Napolitano fa l’equilibrista: «Cambiare la Carta, ma... »

RomaRiforme, e subito. Lo si faccia «con la doverosa serietà», si rispettino «i principi di libertà», però insomma, dice Giorgio Napolitano, «si proceda». Riforme, dunque. Alcune sono «mature», altre «necessarie», altre ancora riguardano la Costituzione, ma questo non è un problema assoluto perché nella Carta stessa, nel «lascito della Resistenza», c’è scritto che alcune parti si possono e si devono cambiare.
Piove e tira vento, volano pure dei fischi per il ministro della Difesa Ignazio La Russa. A Piazza Venezia si celebra la Liberazione, il capo dello Stato, accompagnato da Schifani, Maroni e La Russa, depone una corona davanti al Milite Ignoto e si compiace per «la larga condivisione» ma per il resto, ammette, c’è poco altro da festeggiare. Sono infatti giorni di «scontro cieco e acceso», di liti feroci, di animi incendiati dalla campagna elettorale: un appuntamento che dovrebbe essere «normale» e che invece comporta altre divisioni. Ed è un peccato, spiega, perché l’Italia, per «affrontare le sfide e le incognite che abbiamo davanti», dovrebbe ritrovare «coesione» e fare le riforme «mature e necessarie». Anche, ovviamente, quelle costituzionali.
La Carta quindi, per il presidente, non è un Moloch intangibile. Si vada avanti allora sulla strada delle riforme, «come in questi anni ho sempre auspicato», purché si tratti di progetti organici e non di idee estemporanee come quella di ritoccare l’articolo uno, «e senza mettere in forse dei punti di riferimento essenziali in cui tutti possono riconoscersi», cioè senza toccare «quella sintesi dei diritti di libertà e dei doveri civili, sociali e politici sancito nella prima parte».
Sul tavolo ci sono il federalismo, la giustizia, il riassetto dello Stato. Tutte materie, com’è noto, molto delicate che andrebbero affrontate seriamente nel «dialogo tra le parti» e non messe in mano a certi apprendisti stregoni. Del resto, insiste il capo dello Stato, è delicato pure il momento che stiamo attraversando, in mezzo a una crisi finanziaria globale. L’Italia in passato «ha superato ardue prove», come dimostra la Resistenza, che è stata «la continuazione del Risorgimento». E «dalla memoria possiamo trarre fiducia per il futuro». Oggi abbiamo «altre sfide che ci accompagnano, problemi difficili che ci si pongono e ci incalzano». Per superarli, sostiene Napolitano, servirebbe «un nuovo senso di responsabilità nazionale, una rinnovata capacità di coesione, nel libero confronto delle posizioni e delle idee e insieme nella ricerca di ogni possibile terreno di convergenza».
Non è più il solito appello ad abbassare i toni, destinato a finire disperso insieme agli altri su una spiaggia come un messaggio in bottiglia.
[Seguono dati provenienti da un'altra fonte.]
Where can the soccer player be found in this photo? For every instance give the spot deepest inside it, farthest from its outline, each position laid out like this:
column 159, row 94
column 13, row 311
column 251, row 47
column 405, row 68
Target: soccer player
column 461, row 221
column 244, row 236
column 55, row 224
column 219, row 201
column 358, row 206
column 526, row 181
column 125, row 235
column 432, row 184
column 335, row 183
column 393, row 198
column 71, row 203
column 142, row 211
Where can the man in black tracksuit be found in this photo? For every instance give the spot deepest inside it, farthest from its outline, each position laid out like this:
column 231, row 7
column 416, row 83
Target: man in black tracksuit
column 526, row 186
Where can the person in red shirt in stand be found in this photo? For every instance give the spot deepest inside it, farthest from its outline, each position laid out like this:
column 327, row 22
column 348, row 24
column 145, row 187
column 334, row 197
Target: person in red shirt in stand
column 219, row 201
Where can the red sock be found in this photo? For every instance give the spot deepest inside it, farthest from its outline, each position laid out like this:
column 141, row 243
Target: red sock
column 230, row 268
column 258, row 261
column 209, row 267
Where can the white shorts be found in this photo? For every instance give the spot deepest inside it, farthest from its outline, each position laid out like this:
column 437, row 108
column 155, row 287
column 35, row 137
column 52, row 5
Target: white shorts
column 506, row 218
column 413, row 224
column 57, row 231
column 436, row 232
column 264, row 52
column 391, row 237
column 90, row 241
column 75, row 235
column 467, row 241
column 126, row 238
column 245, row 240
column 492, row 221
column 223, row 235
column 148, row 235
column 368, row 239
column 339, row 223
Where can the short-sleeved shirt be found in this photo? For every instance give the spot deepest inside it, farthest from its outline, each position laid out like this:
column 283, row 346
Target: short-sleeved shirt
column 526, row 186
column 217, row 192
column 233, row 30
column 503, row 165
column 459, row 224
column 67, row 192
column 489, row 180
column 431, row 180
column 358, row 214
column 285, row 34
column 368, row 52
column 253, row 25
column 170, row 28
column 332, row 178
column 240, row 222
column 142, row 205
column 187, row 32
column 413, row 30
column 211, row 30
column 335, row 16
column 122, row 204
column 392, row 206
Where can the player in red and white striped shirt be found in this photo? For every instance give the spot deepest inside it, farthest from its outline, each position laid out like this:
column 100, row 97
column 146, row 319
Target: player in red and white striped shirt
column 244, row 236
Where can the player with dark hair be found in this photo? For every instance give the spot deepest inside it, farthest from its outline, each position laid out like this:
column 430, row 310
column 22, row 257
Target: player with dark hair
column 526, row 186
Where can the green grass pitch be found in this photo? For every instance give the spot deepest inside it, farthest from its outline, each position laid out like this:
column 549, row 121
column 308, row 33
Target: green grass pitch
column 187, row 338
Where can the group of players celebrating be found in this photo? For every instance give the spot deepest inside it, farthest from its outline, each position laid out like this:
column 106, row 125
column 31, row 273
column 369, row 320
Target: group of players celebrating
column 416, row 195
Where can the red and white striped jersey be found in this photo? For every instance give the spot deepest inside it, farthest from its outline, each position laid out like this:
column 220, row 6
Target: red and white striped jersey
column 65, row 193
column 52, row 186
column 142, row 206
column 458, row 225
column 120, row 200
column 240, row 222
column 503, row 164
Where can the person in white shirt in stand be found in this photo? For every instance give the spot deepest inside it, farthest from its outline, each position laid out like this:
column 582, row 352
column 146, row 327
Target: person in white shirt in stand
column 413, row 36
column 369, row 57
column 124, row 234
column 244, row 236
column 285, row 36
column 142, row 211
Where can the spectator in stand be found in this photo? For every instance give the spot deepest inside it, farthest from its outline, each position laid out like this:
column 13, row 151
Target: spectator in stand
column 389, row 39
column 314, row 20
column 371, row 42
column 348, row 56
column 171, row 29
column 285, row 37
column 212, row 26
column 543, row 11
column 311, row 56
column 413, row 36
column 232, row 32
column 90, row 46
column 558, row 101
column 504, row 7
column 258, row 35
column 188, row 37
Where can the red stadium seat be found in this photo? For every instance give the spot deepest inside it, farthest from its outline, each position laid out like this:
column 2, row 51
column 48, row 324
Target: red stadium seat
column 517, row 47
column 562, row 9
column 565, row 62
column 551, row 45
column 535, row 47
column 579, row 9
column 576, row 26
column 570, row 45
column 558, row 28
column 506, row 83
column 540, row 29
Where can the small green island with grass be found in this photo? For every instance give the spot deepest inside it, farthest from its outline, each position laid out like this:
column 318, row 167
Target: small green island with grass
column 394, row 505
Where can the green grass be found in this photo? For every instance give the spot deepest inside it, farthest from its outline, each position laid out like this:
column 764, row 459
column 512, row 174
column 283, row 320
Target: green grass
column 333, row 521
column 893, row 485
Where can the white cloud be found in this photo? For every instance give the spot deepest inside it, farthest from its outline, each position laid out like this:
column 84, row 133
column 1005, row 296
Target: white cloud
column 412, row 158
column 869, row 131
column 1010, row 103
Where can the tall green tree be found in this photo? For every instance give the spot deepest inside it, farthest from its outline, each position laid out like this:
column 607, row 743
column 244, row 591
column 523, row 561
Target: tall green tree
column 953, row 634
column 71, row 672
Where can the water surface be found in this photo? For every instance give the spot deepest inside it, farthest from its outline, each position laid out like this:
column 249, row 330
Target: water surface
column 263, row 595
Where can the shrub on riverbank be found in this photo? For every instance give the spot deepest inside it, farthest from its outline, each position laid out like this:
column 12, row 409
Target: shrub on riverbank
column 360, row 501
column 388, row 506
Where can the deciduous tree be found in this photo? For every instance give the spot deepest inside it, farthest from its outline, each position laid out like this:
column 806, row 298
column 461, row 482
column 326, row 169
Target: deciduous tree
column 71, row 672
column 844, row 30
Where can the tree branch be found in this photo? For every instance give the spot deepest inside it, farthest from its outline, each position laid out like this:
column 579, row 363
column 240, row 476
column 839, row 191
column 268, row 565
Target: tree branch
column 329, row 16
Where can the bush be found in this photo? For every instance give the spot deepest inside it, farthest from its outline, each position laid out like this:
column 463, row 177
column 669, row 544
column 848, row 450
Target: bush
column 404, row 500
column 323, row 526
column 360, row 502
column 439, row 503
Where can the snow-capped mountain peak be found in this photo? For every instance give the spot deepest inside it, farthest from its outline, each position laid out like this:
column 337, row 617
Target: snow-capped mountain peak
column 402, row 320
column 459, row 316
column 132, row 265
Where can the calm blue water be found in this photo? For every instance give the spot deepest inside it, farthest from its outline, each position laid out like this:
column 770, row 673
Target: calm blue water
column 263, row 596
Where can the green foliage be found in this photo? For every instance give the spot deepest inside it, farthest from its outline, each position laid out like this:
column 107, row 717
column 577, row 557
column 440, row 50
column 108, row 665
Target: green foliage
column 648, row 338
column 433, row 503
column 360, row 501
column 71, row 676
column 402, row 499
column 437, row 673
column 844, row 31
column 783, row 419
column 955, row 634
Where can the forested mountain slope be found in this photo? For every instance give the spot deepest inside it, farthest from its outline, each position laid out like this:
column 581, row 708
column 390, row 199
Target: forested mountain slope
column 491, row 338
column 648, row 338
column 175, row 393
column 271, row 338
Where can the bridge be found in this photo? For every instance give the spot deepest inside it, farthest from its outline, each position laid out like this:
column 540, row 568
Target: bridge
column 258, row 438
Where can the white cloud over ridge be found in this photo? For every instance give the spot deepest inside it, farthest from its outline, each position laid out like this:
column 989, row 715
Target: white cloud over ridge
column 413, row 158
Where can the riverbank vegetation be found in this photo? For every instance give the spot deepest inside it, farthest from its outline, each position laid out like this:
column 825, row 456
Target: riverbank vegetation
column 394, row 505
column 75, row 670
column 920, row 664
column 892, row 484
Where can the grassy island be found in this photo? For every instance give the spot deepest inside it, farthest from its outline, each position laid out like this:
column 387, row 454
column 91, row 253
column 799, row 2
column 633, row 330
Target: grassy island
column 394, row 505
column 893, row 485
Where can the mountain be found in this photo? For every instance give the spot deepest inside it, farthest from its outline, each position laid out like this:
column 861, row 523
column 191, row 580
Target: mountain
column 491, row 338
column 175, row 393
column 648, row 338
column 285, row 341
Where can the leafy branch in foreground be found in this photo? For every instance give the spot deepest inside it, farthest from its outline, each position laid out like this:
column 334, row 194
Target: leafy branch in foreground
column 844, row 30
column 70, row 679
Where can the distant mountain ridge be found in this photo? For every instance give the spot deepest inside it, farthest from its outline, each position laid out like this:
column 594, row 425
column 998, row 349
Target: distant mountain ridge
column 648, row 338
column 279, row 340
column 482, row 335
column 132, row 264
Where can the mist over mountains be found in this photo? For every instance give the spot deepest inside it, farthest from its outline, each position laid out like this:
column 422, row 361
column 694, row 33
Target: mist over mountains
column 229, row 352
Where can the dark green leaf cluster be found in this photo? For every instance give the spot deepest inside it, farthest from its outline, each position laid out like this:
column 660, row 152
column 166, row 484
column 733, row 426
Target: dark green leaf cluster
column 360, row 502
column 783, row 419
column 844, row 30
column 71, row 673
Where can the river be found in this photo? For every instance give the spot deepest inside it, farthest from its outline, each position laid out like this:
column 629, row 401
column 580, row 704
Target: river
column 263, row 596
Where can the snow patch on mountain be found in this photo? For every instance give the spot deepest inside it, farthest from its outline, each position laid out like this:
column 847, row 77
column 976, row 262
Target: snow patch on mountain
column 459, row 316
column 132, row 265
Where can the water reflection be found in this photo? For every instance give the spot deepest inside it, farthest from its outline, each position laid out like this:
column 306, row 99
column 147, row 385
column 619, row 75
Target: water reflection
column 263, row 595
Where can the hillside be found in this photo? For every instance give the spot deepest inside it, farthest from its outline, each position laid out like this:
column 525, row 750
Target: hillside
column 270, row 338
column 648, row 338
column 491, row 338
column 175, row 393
Quella del capo dello Stato è «una sollecitazione» a tenere fuori dalla bagarre un minimo denominatore comune da usare per affrontare questioni di tutti, che non sono né di destra né di sinistra. Se ci si è riusciti, dice, nel mese scorso, durante le celebrazioni dei 150 anni dell’Unità d’Italia, ci si può riuscire ancora.
Ma il sentiero è stretto, visto il clima politico. «Certo - ammette - sono poi seguite settimane di aspra tensione nella vita istituzionale e nei rapporti politici, anche per l’avvicinarsi di normali scadenze elettorali». Questo però non dovrebbe frenare gli sforzi. «Ebbene, è nell’interesse comune che le esigenze della competizione in vista del voto non facciano prevalere una logica di scontro cieco e acceso. È nell’interesse di tutti che dal richiamo di oggi, 25 aprile, agli anni della Resistenza, della ricostruzione democratica e del rilancio economico, civile e morale dell’Italia, di quelle grandi prove di impegno collettivo, venga lo stimolo a tenere fermo quel che ci unisce e deve unirci come italiani».
Dal palco, parole di unità arrivano pure da Roberto Maroni: «Le donne e gli uomini che hanno fatto la Resistenza ci hanno consegnato un’Italia libera e democratica. Dobbiamo custodire questi valori».

E anche Ignazio La Russa si unisce alle celebrazioni: «Il 25 aprile ricorda non solo la Liberazione dal nazi-fascismo, ma la riunificazione del Paese. Lasciamo alle spalle le ferite del passato per una rinnovata concordia nazionale».